Setahun lewat hubungan kami masih tetap harmonis, walau kadang terganggu oleh lambatnya surat yang sampai. Tiba-tiba, di suatu hari yang cerah dalam bulan Desember, aku menerima telepon penting. Kakak Vivi, yang sudah lebih dulu kembali ke kotaku, memberi kabar mengejutkan. Ia mengatakan kalau Vivi saat ini berada di kota ini. Bukan main aku kaget bercampur gembira. Kalau jodoh memang tidak akan lari jauh, pikirku senang.
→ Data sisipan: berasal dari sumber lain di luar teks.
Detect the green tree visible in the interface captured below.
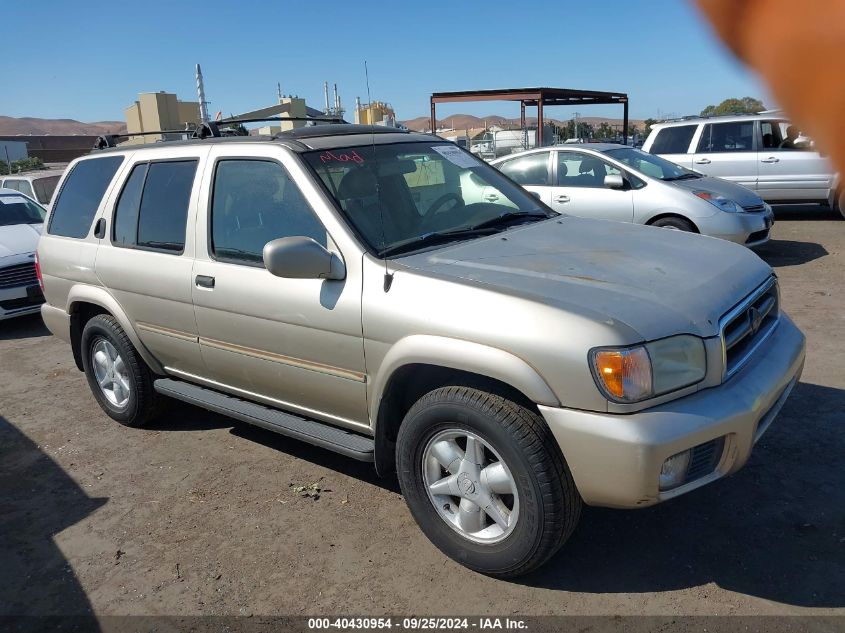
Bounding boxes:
[701,97,766,116]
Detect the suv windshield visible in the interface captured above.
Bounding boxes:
[304,141,557,256]
[605,147,701,180]
[0,196,46,226]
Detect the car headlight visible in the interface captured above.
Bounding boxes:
[692,189,743,213]
[590,334,707,403]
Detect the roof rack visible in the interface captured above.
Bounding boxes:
[94,116,346,149]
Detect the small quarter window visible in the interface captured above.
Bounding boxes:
[649,125,696,154]
[47,156,123,239]
[698,121,754,154]
[499,152,549,187]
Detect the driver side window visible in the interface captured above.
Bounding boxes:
[557,152,624,188]
[211,160,327,265]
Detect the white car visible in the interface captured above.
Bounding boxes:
[0,188,47,321]
[643,114,845,217]
[482,143,774,247]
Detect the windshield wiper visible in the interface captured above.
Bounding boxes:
[662,172,701,182]
[378,227,495,257]
[469,211,551,230]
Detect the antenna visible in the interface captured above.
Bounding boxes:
[364,59,393,292]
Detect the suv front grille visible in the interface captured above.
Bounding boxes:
[0,263,38,288]
[719,277,780,380]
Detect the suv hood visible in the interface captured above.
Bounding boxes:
[0,224,43,257]
[665,176,763,207]
[395,216,772,342]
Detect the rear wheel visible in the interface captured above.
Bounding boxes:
[651,216,695,233]
[80,314,162,426]
[397,387,581,577]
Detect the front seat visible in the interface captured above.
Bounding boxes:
[337,167,395,248]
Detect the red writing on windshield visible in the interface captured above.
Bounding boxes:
[320,149,364,164]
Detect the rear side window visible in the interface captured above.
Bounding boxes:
[32,176,61,204]
[698,121,754,154]
[649,125,697,154]
[47,156,123,239]
[211,160,327,265]
[112,160,197,253]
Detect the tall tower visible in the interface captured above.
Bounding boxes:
[197,64,208,123]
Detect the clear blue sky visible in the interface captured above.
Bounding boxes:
[0,0,770,121]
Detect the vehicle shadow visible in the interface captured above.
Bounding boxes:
[0,416,107,630]
[772,204,842,222]
[0,314,50,341]
[754,240,829,268]
[518,383,845,608]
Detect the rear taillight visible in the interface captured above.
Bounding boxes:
[35,253,44,292]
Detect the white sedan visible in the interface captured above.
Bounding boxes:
[0,188,47,320]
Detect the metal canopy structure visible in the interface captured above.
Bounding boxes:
[431,88,628,147]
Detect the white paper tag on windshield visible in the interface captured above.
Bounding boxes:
[0,196,26,204]
[431,145,478,168]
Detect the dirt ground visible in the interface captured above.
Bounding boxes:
[0,206,845,615]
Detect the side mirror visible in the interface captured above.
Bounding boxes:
[604,174,625,189]
[263,236,346,279]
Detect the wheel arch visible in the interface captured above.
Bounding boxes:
[67,286,164,374]
[646,211,701,233]
[370,335,560,474]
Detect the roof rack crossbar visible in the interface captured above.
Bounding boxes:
[94,130,194,149]
[215,116,346,125]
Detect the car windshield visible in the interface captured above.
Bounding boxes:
[605,147,700,180]
[304,141,557,256]
[0,195,47,226]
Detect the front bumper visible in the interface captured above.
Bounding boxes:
[0,285,44,321]
[540,314,805,508]
[696,209,774,248]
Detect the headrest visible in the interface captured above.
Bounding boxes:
[337,167,378,200]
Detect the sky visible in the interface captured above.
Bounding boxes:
[0,0,771,122]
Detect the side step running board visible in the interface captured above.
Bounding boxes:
[153,378,375,462]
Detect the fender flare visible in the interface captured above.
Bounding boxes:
[66,284,165,375]
[370,334,560,425]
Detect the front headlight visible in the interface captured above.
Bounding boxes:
[590,334,707,403]
[692,189,743,213]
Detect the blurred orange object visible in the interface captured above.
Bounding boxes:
[697,0,845,173]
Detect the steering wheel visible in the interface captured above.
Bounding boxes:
[425,191,464,217]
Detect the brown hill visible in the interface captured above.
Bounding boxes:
[0,116,126,136]
[402,114,644,132]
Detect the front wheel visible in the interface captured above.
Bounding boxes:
[651,216,695,233]
[397,387,581,577]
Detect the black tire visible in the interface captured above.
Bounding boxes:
[833,187,845,220]
[396,387,582,577]
[651,216,696,233]
[80,314,163,427]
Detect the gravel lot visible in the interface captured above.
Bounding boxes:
[0,206,845,616]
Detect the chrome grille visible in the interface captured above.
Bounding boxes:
[0,263,38,288]
[719,277,780,380]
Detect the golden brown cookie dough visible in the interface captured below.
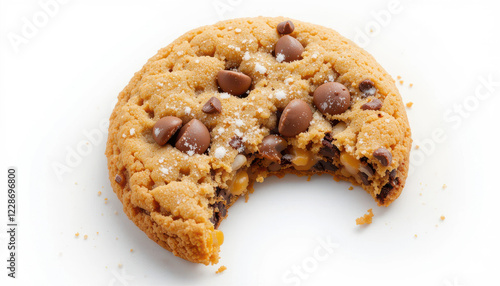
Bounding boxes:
[106,17,411,264]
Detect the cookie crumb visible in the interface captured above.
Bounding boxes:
[356,209,373,225]
[215,265,227,274]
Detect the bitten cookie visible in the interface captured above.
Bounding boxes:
[106,17,411,264]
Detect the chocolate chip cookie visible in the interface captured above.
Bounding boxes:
[106,17,411,264]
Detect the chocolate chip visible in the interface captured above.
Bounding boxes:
[276,20,295,34]
[217,70,252,96]
[280,154,293,166]
[313,160,339,172]
[210,188,232,228]
[229,136,244,152]
[115,175,125,186]
[359,161,375,178]
[319,133,340,160]
[361,98,382,110]
[377,183,393,204]
[358,79,377,96]
[175,119,210,155]
[313,82,351,115]
[373,148,392,167]
[358,172,370,185]
[153,116,182,146]
[278,99,312,137]
[274,35,304,63]
[259,135,287,163]
[201,96,222,113]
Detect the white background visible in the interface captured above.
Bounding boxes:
[0,0,500,286]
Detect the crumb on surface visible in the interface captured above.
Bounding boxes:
[356,209,373,225]
[215,265,227,274]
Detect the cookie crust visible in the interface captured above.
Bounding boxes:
[106,17,411,265]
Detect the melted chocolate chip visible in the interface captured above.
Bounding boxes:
[259,135,287,163]
[313,82,351,115]
[210,188,232,229]
[358,79,377,97]
[313,160,339,172]
[278,99,312,137]
[153,116,182,146]
[373,148,392,167]
[377,183,393,204]
[274,35,304,62]
[276,20,295,35]
[201,96,222,114]
[217,70,252,96]
[267,162,281,172]
[175,119,210,155]
[361,98,382,110]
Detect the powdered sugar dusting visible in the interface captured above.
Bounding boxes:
[274,90,286,100]
[214,147,227,159]
[220,92,231,99]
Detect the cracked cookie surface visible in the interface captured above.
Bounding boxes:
[106,17,411,264]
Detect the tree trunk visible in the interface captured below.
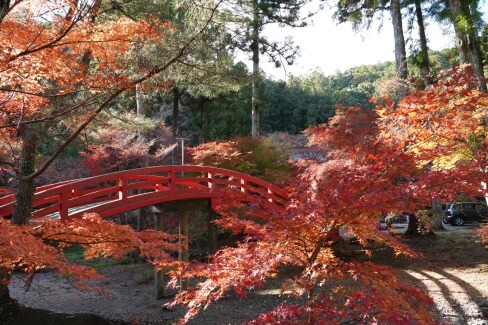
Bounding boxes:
[0,268,12,302]
[251,0,261,138]
[173,86,180,138]
[469,30,487,93]
[198,99,205,143]
[432,199,445,231]
[391,0,408,100]
[449,0,471,63]
[415,0,432,88]
[136,85,146,116]
[0,0,10,23]
[449,0,487,93]
[12,126,39,225]
[403,213,434,237]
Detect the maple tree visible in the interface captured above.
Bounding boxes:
[80,114,177,176]
[0,214,183,297]
[0,0,219,223]
[163,67,488,324]
[189,137,291,183]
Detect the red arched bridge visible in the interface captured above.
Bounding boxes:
[0,165,287,220]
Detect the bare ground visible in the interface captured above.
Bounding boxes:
[6,223,488,325]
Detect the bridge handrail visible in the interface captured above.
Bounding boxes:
[0,165,287,219]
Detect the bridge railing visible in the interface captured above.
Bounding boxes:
[0,165,287,220]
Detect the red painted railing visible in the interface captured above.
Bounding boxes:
[0,165,287,220]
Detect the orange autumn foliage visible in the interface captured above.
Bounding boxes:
[166,68,488,324]
[0,0,173,170]
[0,214,183,288]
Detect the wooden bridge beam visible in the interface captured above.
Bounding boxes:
[154,212,166,300]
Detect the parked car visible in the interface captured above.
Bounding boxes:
[442,202,488,226]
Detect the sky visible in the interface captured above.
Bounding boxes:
[248,1,488,80]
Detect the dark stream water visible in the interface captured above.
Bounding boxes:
[0,301,130,325]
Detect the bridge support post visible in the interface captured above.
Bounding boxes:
[179,211,190,290]
[207,209,217,254]
[154,212,166,300]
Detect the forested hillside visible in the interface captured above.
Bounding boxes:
[0,0,488,324]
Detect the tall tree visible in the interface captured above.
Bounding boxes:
[432,0,487,92]
[334,0,408,99]
[222,0,311,137]
[0,0,223,223]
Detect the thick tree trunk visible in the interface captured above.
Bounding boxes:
[449,0,487,93]
[198,99,205,143]
[251,0,261,137]
[173,86,180,138]
[391,0,408,99]
[415,0,432,88]
[12,126,39,225]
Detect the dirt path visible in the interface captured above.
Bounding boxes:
[10,224,488,325]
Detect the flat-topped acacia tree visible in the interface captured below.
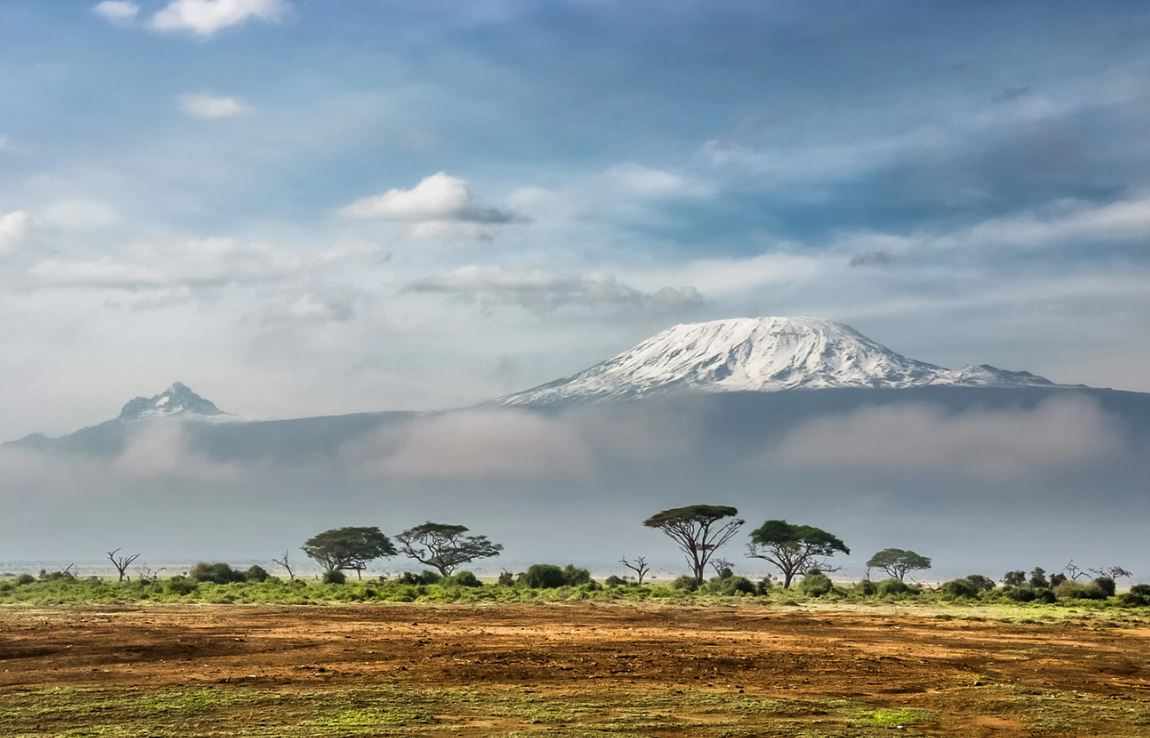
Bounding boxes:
[643,505,745,584]
[746,521,851,589]
[866,548,929,582]
[302,526,396,575]
[396,522,503,577]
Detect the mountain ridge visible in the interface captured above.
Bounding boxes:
[497,316,1065,407]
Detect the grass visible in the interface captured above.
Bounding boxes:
[0,577,1150,624]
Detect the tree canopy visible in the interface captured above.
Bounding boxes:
[302,526,396,572]
[396,522,503,577]
[866,548,930,582]
[643,505,745,584]
[746,521,851,587]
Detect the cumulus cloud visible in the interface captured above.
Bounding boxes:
[151,0,290,37]
[179,92,251,121]
[348,412,595,481]
[92,0,140,23]
[406,266,704,313]
[768,397,1126,479]
[38,200,120,230]
[0,210,32,255]
[605,163,715,198]
[340,171,522,238]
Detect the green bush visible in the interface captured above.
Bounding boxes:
[705,575,754,597]
[798,572,835,597]
[187,561,244,584]
[1120,584,1150,607]
[1094,577,1118,597]
[966,574,995,592]
[879,579,919,597]
[163,577,200,597]
[1048,579,1106,600]
[523,563,567,590]
[942,578,981,599]
[564,563,591,586]
[444,571,483,586]
[244,563,271,582]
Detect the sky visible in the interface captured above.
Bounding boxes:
[0,0,1150,439]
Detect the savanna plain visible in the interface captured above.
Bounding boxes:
[0,582,1150,738]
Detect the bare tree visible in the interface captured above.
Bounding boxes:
[271,548,296,582]
[108,548,140,582]
[619,556,651,584]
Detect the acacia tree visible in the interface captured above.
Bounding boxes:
[396,523,503,577]
[643,505,746,584]
[619,556,651,585]
[271,549,296,582]
[108,548,140,582]
[866,548,930,582]
[302,526,396,574]
[746,521,851,589]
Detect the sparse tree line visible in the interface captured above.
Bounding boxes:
[2,505,1150,606]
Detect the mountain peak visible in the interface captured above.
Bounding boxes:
[120,382,223,421]
[501,316,1053,406]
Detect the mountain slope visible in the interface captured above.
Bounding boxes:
[499,317,1056,406]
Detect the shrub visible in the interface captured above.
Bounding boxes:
[706,576,754,597]
[445,571,483,586]
[1120,584,1150,607]
[942,579,980,599]
[163,577,200,597]
[966,574,995,592]
[798,572,835,597]
[523,563,567,590]
[187,561,244,584]
[564,563,591,586]
[879,579,919,597]
[244,563,271,582]
[1048,579,1106,600]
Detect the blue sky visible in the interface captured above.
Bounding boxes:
[0,0,1150,437]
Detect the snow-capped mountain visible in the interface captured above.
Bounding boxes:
[120,382,225,421]
[499,317,1057,406]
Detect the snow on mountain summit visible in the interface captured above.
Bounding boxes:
[120,382,223,421]
[500,317,1053,406]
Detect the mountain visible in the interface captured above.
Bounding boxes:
[499,317,1058,407]
[120,382,225,421]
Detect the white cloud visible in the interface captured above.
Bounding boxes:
[0,210,32,254]
[605,163,715,198]
[406,264,704,313]
[768,395,1125,478]
[151,0,290,37]
[38,200,120,230]
[92,0,140,23]
[179,92,251,121]
[340,171,522,239]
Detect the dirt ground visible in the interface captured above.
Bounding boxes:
[0,605,1150,738]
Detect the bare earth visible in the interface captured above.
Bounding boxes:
[0,605,1150,738]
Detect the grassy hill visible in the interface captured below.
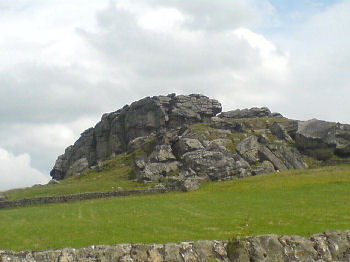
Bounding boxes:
[5,154,152,200]
[0,164,350,250]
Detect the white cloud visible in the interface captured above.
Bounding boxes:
[0,0,350,190]
[0,148,50,191]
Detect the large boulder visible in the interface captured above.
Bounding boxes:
[295,119,350,156]
[236,135,307,174]
[50,94,221,180]
[182,149,251,180]
[0,192,7,201]
[219,107,272,119]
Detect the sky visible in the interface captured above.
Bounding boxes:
[0,0,350,191]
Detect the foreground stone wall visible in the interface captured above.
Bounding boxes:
[0,188,169,209]
[0,231,350,262]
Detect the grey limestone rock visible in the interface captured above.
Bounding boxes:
[236,136,260,165]
[252,160,275,175]
[149,145,176,162]
[295,119,350,156]
[50,94,221,180]
[0,192,7,201]
[182,149,250,180]
[173,137,204,157]
[269,122,293,143]
[219,107,272,119]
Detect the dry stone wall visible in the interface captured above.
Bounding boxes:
[0,188,169,209]
[0,231,350,262]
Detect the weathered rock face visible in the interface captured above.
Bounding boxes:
[295,119,350,160]
[0,231,350,262]
[50,94,221,179]
[0,193,7,201]
[219,107,274,119]
[51,94,350,191]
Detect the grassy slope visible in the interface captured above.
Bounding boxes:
[0,165,350,250]
[5,154,151,200]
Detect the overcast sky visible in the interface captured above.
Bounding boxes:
[0,0,350,190]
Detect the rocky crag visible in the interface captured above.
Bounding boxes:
[0,231,350,262]
[50,94,350,191]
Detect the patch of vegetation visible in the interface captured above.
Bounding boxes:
[5,154,150,200]
[0,164,350,250]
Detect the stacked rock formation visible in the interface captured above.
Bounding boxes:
[51,94,350,191]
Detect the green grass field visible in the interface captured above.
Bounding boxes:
[0,165,350,250]
[5,154,153,200]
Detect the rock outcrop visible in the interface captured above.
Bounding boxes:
[50,94,350,191]
[0,231,350,262]
[295,119,350,160]
[50,94,221,179]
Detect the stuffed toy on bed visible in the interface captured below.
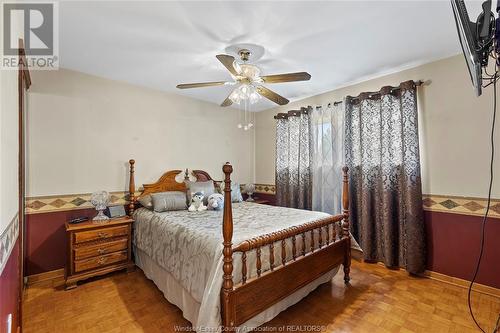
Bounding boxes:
[188,191,207,212]
[208,193,224,210]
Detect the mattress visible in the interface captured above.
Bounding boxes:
[134,202,359,331]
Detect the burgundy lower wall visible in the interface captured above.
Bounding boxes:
[26,193,500,288]
[25,208,96,275]
[0,239,20,333]
[425,211,500,288]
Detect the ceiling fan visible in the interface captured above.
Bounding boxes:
[177,49,311,106]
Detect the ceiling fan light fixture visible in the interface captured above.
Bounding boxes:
[229,83,261,104]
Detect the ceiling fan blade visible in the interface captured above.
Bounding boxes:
[220,89,234,106]
[261,72,311,83]
[256,86,289,105]
[177,81,226,89]
[216,54,240,76]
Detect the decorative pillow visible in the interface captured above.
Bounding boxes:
[138,194,153,210]
[151,191,187,213]
[231,183,243,202]
[186,180,215,206]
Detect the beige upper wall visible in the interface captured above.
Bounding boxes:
[27,69,254,196]
[255,55,500,197]
[0,70,19,235]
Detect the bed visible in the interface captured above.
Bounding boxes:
[129,160,359,331]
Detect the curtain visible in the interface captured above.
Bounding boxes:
[311,103,345,215]
[275,108,311,209]
[345,81,426,273]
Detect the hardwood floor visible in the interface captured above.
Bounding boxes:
[23,262,500,333]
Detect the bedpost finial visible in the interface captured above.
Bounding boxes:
[222,162,233,175]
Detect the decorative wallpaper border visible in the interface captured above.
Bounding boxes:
[25,182,276,214]
[422,194,500,218]
[25,191,140,214]
[26,184,500,218]
[0,214,19,275]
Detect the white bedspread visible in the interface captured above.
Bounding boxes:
[134,202,359,328]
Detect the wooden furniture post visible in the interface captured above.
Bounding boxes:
[221,162,234,331]
[342,166,351,284]
[128,159,135,216]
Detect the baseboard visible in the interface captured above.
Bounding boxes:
[26,268,64,287]
[372,260,500,298]
[423,271,500,298]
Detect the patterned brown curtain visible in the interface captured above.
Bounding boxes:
[275,108,312,209]
[345,81,426,273]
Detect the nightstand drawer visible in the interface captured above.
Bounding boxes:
[75,238,128,260]
[75,251,128,272]
[75,225,129,244]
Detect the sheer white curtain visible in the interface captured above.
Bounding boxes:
[311,103,345,214]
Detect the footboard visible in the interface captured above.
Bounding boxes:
[221,163,351,330]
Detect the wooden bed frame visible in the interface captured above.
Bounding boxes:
[129,160,351,331]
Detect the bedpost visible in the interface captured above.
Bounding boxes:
[221,162,234,331]
[342,166,351,284]
[128,159,135,216]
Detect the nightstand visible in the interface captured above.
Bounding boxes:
[66,217,134,290]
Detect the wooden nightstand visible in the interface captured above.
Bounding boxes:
[66,217,134,290]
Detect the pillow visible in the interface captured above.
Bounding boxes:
[138,194,153,210]
[186,180,215,206]
[151,191,187,213]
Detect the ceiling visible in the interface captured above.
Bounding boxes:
[59,1,480,111]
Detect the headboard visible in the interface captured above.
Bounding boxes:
[129,160,217,215]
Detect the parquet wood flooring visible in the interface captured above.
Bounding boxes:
[23,262,500,333]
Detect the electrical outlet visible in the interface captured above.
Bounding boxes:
[7,313,12,333]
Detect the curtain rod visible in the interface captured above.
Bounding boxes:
[274,80,425,119]
[328,80,425,107]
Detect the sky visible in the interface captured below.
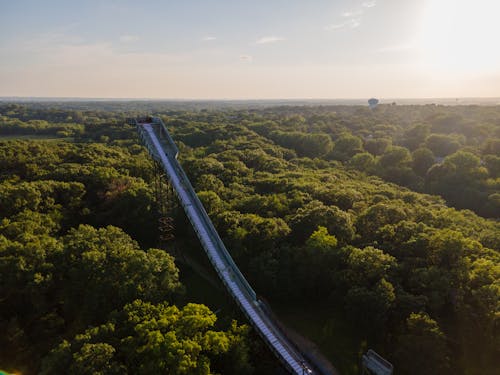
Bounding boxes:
[0,0,500,99]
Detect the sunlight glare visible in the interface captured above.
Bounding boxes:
[419,0,500,74]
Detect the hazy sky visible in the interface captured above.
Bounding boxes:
[0,0,500,99]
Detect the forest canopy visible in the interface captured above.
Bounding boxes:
[0,103,500,374]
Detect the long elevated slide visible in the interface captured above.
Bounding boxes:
[134,117,317,374]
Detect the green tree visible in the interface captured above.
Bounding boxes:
[394,312,452,375]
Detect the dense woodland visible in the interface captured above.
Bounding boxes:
[0,102,500,375]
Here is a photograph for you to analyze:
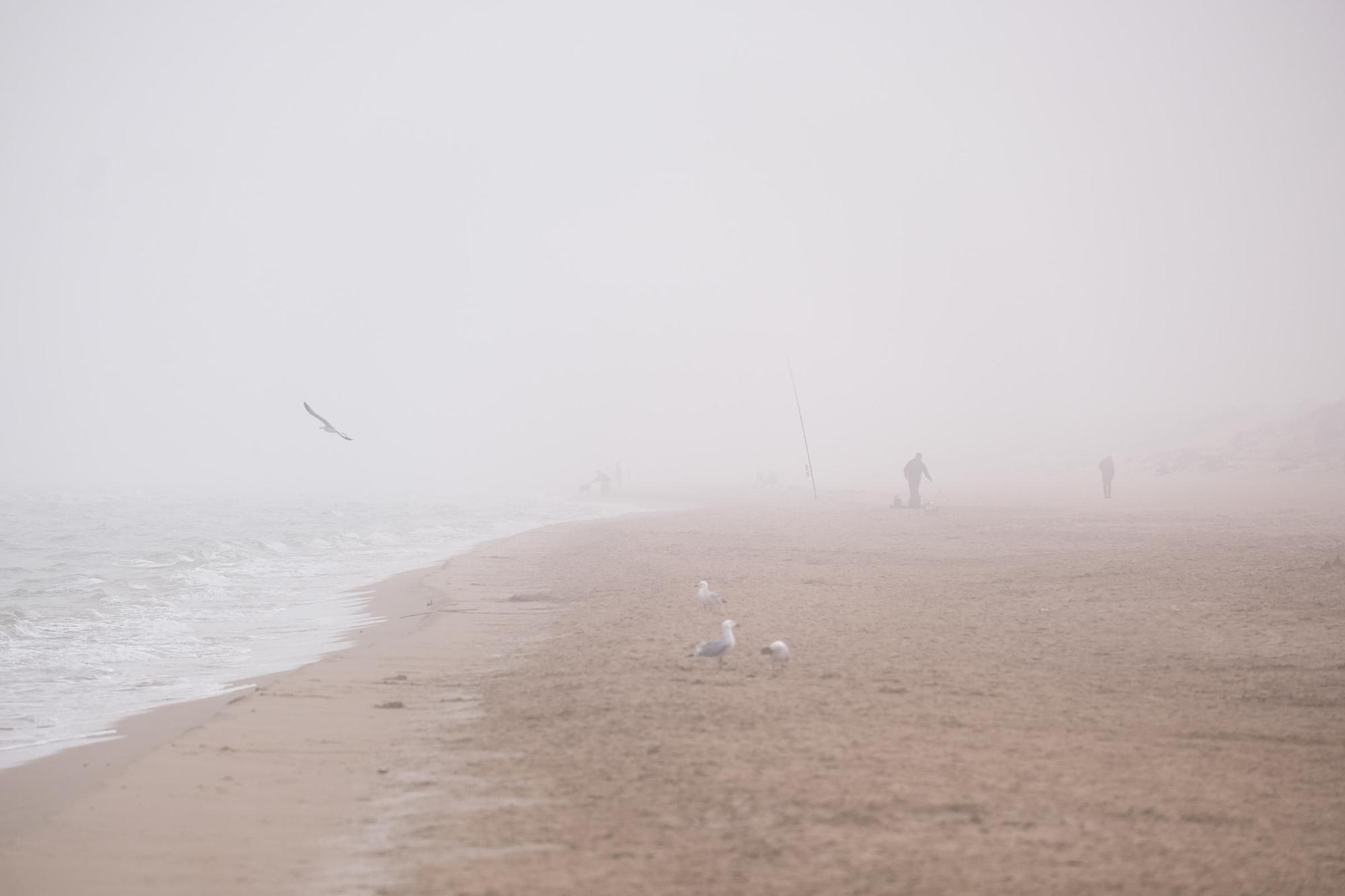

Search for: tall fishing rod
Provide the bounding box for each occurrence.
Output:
[784,355,818,501]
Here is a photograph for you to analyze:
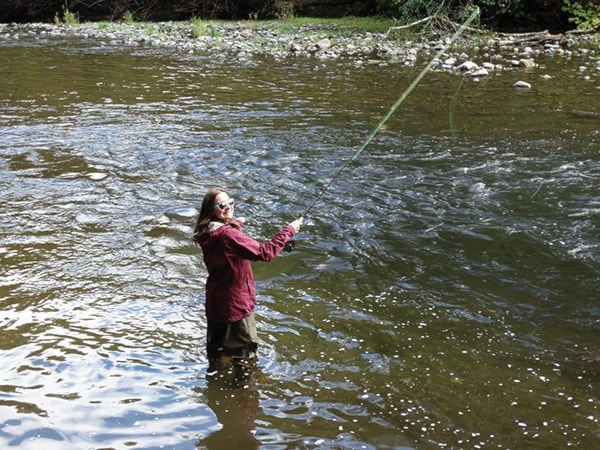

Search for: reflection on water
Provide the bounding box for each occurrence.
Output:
[0,32,600,449]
Bergegas kudatangi Vivi. Betul-betul hari yang indah. "Kamu kangen aku nggak?" tanyanya manja. Tangannya membelai-belai rambutku. Aku tersipu. Kucium pipinya. "Kamu lebih gemuk", cetusku gembira, "Tapi jadi lebih item", tambahku menggodanya. Ia tersenyum sambil mencubit lenganku. "Jahat", katanya tetap manja. Lalu kucium lagi pipinya. Aku mulai bergairah. Tubuhnya kupeluk. Bibirnya kulumat dengan mesra, melepas kerinduan yang tertahan berbulan-bulan. Vivi meraba dadaku, dan kurasakan nafasku tertahan karenanya. "Jangan pulang, ya?" ucapnya memelas. Aku kaget. Ini tidak seperti biasanya. Aku tahu dan mengerti kalau kami memang sangat saling merindukan, tapi untuk tinggal di rumah itu? Kenapa ia bisa mengatakan seperti itu? Keinginannya tak kupenuhi. Aku masih berpegang norma dan agama. Aku tetap pulang walaupun dengan konsekuensi harus datang ke rumahnya setiap hari. Toh, aku senang bersamanya.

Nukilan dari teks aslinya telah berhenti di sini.